Pero lo más problemático de Alpha es su relación con el simbolismo. Ducournau parece convencida de que basta con introducir referencias al tatuaje, la infección, el mármol, la niñez herida o el cuerpo roto para que el espectador establezca las conexiones. Pero no hay reflexión, solo acumulación. Cada metáfora se vuelve literal, y cada literalidad se torna ridícula. Hay una escena que pretende ser poética con Alpha sangrando en una piscina mientras todos huyen despavoridos por miedo al contagio, que termina percibiéndose como un sketch escatológico de Saturday Night Live.

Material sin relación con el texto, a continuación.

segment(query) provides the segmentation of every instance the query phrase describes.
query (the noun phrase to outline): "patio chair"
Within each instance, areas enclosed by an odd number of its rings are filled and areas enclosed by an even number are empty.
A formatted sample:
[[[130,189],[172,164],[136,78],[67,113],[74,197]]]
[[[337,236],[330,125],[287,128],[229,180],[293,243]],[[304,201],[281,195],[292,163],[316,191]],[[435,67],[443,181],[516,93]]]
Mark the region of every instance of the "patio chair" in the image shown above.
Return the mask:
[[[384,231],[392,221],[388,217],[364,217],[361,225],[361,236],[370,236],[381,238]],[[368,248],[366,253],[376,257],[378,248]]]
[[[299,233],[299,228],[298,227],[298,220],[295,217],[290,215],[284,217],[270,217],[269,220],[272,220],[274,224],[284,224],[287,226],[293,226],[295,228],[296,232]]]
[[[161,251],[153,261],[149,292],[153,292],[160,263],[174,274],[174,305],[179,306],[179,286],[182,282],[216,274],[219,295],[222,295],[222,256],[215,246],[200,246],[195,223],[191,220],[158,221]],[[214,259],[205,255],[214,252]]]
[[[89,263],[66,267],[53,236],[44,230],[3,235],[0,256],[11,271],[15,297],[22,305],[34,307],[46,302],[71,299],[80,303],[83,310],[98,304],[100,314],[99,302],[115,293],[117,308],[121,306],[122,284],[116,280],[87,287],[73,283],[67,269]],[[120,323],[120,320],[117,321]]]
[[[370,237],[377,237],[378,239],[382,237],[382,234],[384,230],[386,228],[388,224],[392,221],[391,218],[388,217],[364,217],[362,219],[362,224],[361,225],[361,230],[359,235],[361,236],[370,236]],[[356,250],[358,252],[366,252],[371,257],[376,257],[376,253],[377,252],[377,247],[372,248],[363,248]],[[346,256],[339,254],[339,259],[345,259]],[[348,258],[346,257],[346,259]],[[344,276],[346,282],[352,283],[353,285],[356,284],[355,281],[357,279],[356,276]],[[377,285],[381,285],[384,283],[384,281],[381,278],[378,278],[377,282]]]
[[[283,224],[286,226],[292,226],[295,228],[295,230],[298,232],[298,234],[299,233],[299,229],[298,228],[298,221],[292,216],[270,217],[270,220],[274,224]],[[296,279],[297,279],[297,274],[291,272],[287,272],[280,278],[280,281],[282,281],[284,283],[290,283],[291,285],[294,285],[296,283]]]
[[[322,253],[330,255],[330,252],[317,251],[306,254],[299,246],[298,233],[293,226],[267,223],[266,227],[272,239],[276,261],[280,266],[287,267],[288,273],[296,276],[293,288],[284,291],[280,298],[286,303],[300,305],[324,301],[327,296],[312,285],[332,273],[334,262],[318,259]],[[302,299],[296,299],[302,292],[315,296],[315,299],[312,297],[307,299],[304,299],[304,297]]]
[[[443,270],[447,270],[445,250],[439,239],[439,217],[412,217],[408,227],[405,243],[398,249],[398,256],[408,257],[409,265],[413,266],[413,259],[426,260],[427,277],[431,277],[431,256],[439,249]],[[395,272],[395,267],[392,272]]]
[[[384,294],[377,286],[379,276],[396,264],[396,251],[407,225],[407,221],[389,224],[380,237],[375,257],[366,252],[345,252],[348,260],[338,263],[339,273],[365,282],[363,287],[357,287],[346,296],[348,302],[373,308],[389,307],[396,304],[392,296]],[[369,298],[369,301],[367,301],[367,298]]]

Todo en la película parece una consecuencia del síndrome creativo post-COVID. Es como si la directora hubiese perdido el sentido del mundo y decidiera filmar su propio colapso mental. El resultado es un filme tan enfermo como agotador. No se trata de incomodar, ya que eso es algo que el buen cine puede hacer de forma poderosa, sino hostigar sin dirección, como si Ducournau confundiera intensidad con profundidad, o estilización con emoción.
Alpha pasa de ser exigente a ofensiva en su autoindulgencia. No reta al espectador, lo maltrata. No lo interpela, lo ignora. No le plantea preguntas, le grita imágenes sin sentido. Es cine sin piedad, sin diálogo y sin amor por el cine mismo. Es una cinta que en vez de abrir preguntas, las cierra con ruido. Una película que pretende ser arte radical y termina siendo un vómito autorreferencial. Un viaje al corazón del delirio estético sin brújula, sin emoción y sin sentido. El cine puede ser muchas cosas: metáfora, experiencia, trauma, pregunta, espejo. Pero también puede fracasar. Y Alpha, con toda su furia, es el más ruidoso, brillante y vacío fracaso del año, con el perdón de la película de Minecraft.
Y lo más triste es que todo esto viene de una directora que ha demostrado que puede hacer cine inquietante, bello y feroz. Raw y Titane siguen siendo cintas extremadamente potentes y notables por su control, su fuerza, su precisión y su densidad simbólica. Aquí, todo ese talento se encuentra extraviado.